Federal and State Laws Can Protect Consumers from Unexpected Health Care Costs
A new federal law, the No Surprises Act, protects a wide group of consumers with private health insurance coverage and holds them harmless from surprise bills. As of January 1, 2022, that law’s effective date, 33 states have enacted a surprise-billing laws. Although many of the state laws are comprehensive, others offer partial protection from surprise bills and the policy details of all the laws vary.
Officials could find the implementation of the No Surprises Act and state surprise-billing laws complicated. But execution of the first steps in the federal implementing rules, careful planning by states, and sustained oversight of the provisions of the state and federal laws can help ensure that surprise bills are a loophole of the past.
The Federal No Surprises Act
The law protects the majority of consumers with private health insurance.
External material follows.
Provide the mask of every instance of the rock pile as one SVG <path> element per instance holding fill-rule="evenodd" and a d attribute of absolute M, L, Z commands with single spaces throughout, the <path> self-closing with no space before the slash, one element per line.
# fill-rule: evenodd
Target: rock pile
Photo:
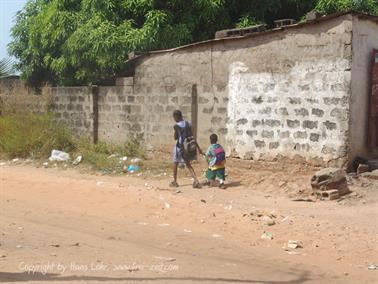
<path fill-rule="evenodd" d="M 311 179 L 312 190 L 318 198 L 334 200 L 348 194 L 346 174 L 337 168 L 322 169 Z"/>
Unlike state surprise-billing laws, this federal law includes protection for individuals enrolled in self-insured employer-based health insurance plans regulated by the federal government and the Federal Employee Health Benefits Program. As of 2019, an estimated 47 million adults ages 50 to 64 enrolled in such private coverage and therefore could benefit from the law’s protections.
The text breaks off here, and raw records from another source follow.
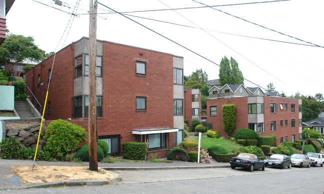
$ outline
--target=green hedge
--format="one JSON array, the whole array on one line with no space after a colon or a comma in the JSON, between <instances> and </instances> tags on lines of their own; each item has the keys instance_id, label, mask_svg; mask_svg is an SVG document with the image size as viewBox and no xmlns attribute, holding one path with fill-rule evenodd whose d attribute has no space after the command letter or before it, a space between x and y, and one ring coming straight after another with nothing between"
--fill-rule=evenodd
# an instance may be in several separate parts
<instances>
[{"instance_id":1,"label":"green hedge","mask_svg":"<svg viewBox=\"0 0 324 194\"><path fill-rule=\"evenodd\" d=\"M319 143L318 141L313 140L311 142L311 144L314 146L314 148L316 150L316 153L320 153L322 150L322 145Z\"/></svg>"},{"instance_id":2,"label":"green hedge","mask_svg":"<svg viewBox=\"0 0 324 194\"><path fill-rule=\"evenodd\" d=\"M123 157L131 160L144 160L146 155L146 144L144 142L126 142L122 145Z\"/></svg>"},{"instance_id":3,"label":"green hedge","mask_svg":"<svg viewBox=\"0 0 324 194\"><path fill-rule=\"evenodd\" d=\"M232 158L237 156L237 155L233 153L216 154L215 159L219 162L230 162Z\"/></svg>"},{"instance_id":4,"label":"green hedge","mask_svg":"<svg viewBox=\"0 0 324 194\"><path fill-rule=\"evenodd\" d=\"M269 145L275 146L277 143L277 137L275 135L266 135L259 137L258 141L258 147L261 147L263 145Z\"/></svg>"},{"instance_id":5,"label":"green hedge","mask_svg":"<svg viewBox=\"0 0 324 194\"><path fill-rule=\"evenodd\" d=\"M316 150L314 148L314 146L313 146L313 145L305 145L304 147L304 151L303 153L304 154L306 154L308 152L316 152Z\"/></svg>"},{"instance_id":6,"label":"green hedge","mask_svg":"<svg viewBox=\"0 0 324 194\"><path fill-rule=\"evenodd\" d=\"M197 151L192 151L188 153L188 156L189 157L190 162L197 162L198 159L198 152Z\"/></svg>"},{"instance_id":7,"label":"green hedge","mask_svg":"<svg viewBox=\"0 0 324 194\"><path fill-rule=\"evenodd\" d=\"M294 154L295 153L294 152L294 150L293 150L292 146L290 145L291 144L290 144L289 143L291 143L292 145L293 145L293 142L284 142L283 143L283 144L284 144L285 146L288 147L289 153L288 154L288 156L290 156Z\"/></svg>"},{"instance_id":8,"label":"green hedge","mask_svg":"<svg viewBox=\"0 0 324 194\"><path fill-rule=\"evenodd\" d=\"M259 139L258 133L249 129L240 129L235 131L235 139Z\"/></svg>"},{"instance_id":9,"label":"green hedge","mask_svg":"<svg viewBox=\"0 0 324 194\"><path fill-rule=\"evenodd\" d=\"M261 150L267 155L270 152L270 146L261 146Z\"/></svg>"}]
</instances>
The No Surprises Act contains several key provisions to protect consumers who find themselves in situations that could result in surprise bills, as well as those who end up receiving surprise bills through no fault of their own. It also requires insurers and providers to share information about these protections with consumers. It provides:
- Consumer Protections in Surprise-Billing Situations. It covers situations in which consumers receive emergency care services, services to stabilize a consumer after an emergency, and nonemergency services.
- Consumer Protections When Surprise Billing Occurs. It removes consumers from rate payment disputes between health care providers and insurers, where consumers are often caught in the middle.
- Exceptions for Notice and Consent. It gives consumers opportunities to consent to receive out-of-network care, but with strong guardrails to prevent surprise billing.
- More Information Shared with Consumers, by Providers and Insurers. Prior to services, a consumer must be notified of the network status of the facility and all providers involved in the care and given and good-faith cost estimates.
- Good-Faith Estimate for Uninsured Individuals. When an uninsured individual schedules an appointment in advance, providers and facilities must provide a good-faith estimate for all related costs as well as information on a dispute resolution process.
What’s Next: Necessary Steps to Realize Full Protections from Surprise Billing for Older Adults
In 2021, federal officials sketched a blueprint for implementing the No Surprises Act in a series of rules. The first rule set forth the conditions for the ban on surprise billing in emergency and nonemergency situations, codified key consumer protections, and outlined provider requirements concerning balanced billing. A second rule identified plans to operationalize the dispute resolution process between insurers and providers.
As the No Surprises Act is integrated with individual state laws, stakeholders should monitor certain areas to ensure that the law is implemented in the way most protective of consumers, including older adults. Key areas include:
- Quick and Seamless Coordination of State and Federal Laws. States should act quickly to provide stakeholders with clear guidance about how the No Surprises Act will interact with their own surprise-billing laws. Federal officials should help execute the anticipated collaboration (spelled out for states in letters from the Centers for Medicare & Medicaid Services and consider how to be responsive and offer timely support to states as they issue and enforce guidance on existing and future state surprise-billing laws.
- Effective Communication of New Protections to Consumers. Federal officials have begun communication efforts and created a dedicated website and help desk where consumers can find information, ask questions, and field complaints. Insurers and providers must collaborate to disseminate information through familiar methods and in plain language.
- Access to Meaningful Complaint and Appeals Processes. The No Surprises Act sets forth a consumer complaint process, and most state laws also provide an avenue for consumers to file grievances. States must ramp up enforcement of these processes.
- Removal of a Consumer’s Responsibility to Enforce Hold Harmless Protections. The burden of ensuring the success of the new law should not lie upon consumers. Implementation should ensure that prohibited surprise bills never reach the consumer.
- Maintain Meaningful Consumer Access to Care. State departments of insurance should continue to monitor and regulate network adequacy and ensure that negotiated payments for out-of-network providers do not limit access to specialty care or disincentivize providers from contracting with health plans.